Title: CREST: Towards an AI-first framework for assembling Earth System Digital Twins and the deployment of the TERRAHydro terrestrial twin
Presenting Author: Craig Pelissier
Organization: NASA Goddard Space Flight Center
Co-Author(s): Brandon Smith, Grey Nearing, Deepthi Raghunandan, Carlos Cruz, Vanessa Valenti, Mahmoud Saeedimoghaddam

Abstract:
Today, the Earth Science community relies on Earth Systems Models (ESMs) to simulate the complex relationships between environmental variables including their chemical, biological, and physical processes and interactions that can be thought of as an evolution of global climate models.
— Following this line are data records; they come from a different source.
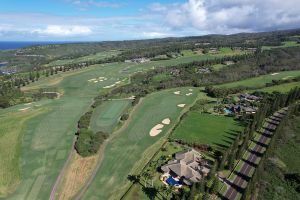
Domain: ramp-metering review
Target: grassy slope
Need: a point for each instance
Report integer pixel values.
(48, 138)
(260, 81)
(125, 150)
(284, 45)
(11, 134)
(286, 161)
(106, 116)
(97, 56)
(206, 129)
(283, 88)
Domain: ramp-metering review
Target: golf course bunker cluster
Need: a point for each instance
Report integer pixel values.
(157, 129)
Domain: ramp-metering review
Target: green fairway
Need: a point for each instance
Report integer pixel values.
(207, 129)
(261, 81)
(92, 57)
(47, 138)
(283, 45)
(283, 88)
(128, 151)
(106, 116)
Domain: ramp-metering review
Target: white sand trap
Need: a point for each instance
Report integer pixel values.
(24, 109)
(93, 79)
(109, 86)
(166, 121)
(181, 105)
(156, 130)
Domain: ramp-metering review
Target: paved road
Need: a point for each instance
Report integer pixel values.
(239, 181)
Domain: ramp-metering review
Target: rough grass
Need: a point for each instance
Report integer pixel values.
(261, 81)
(283, 45)
(209, 129)
(97, 56)
(11, 134)
(78, 171)
(107, 115)
(283, 88)
(128, 147)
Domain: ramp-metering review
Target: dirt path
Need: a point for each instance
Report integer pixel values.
(61, 174)
(101, 153)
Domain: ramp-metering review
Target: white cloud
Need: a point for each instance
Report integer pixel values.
(230, 16)
(85, 4)
(155, 34)
(58, 30)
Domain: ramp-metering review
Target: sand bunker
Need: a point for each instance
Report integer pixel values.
(24, 109)
(109, 86)
(181, 105)
(166, 121)
(96, 80)
(156, 130)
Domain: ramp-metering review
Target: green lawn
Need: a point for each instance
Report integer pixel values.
(106, 116)
(128, 151)
(283, 45)
(207, 129)
(97, 56)
(39, 155)
(261, 81)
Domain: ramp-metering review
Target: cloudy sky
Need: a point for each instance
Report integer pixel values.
(98, 20)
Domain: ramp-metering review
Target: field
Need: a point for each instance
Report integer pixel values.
(283, 88)
(284, 45)
(92, 57)
(261, 81)
(47, 139)
(131, 148)
(207, 129)
(106, 116)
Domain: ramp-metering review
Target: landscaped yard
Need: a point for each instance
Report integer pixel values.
(133, 146)
(209, 129)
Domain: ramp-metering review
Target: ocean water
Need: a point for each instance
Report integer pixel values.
(16, 45)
Earth System Digital Twins require integrating ESM (Digital Replica) with many relevant, interconnected models, including anthropogenic models, economic models, infrastructure models, as well as complex data analysis and visualization components into a framework capable of making predictions fast enough to perform near real-time system updates (what-now), forecasting (what-next), and be relevant for hypothesis testing and scenario analysis (what-if). The eventual federation of ESDTs into an EDT will require a community of experts working together that spans across all Earth Science disciplines, and includes contributions from teams in government, industry, and academia. In this talk, we present the Coupled Reusable Earth System Tensor Framework (CREST), an AI-first Python-based framework for assembling community developed federated ESDTs. We will discuss its principles: AI-first, federation, interoperability, and accessibility, and report on progress. In addition, we will discuss the CREST-built TERRAHydro AI-based terrestrial digital twin including our progress, prototype demonstrations, and planned deployment.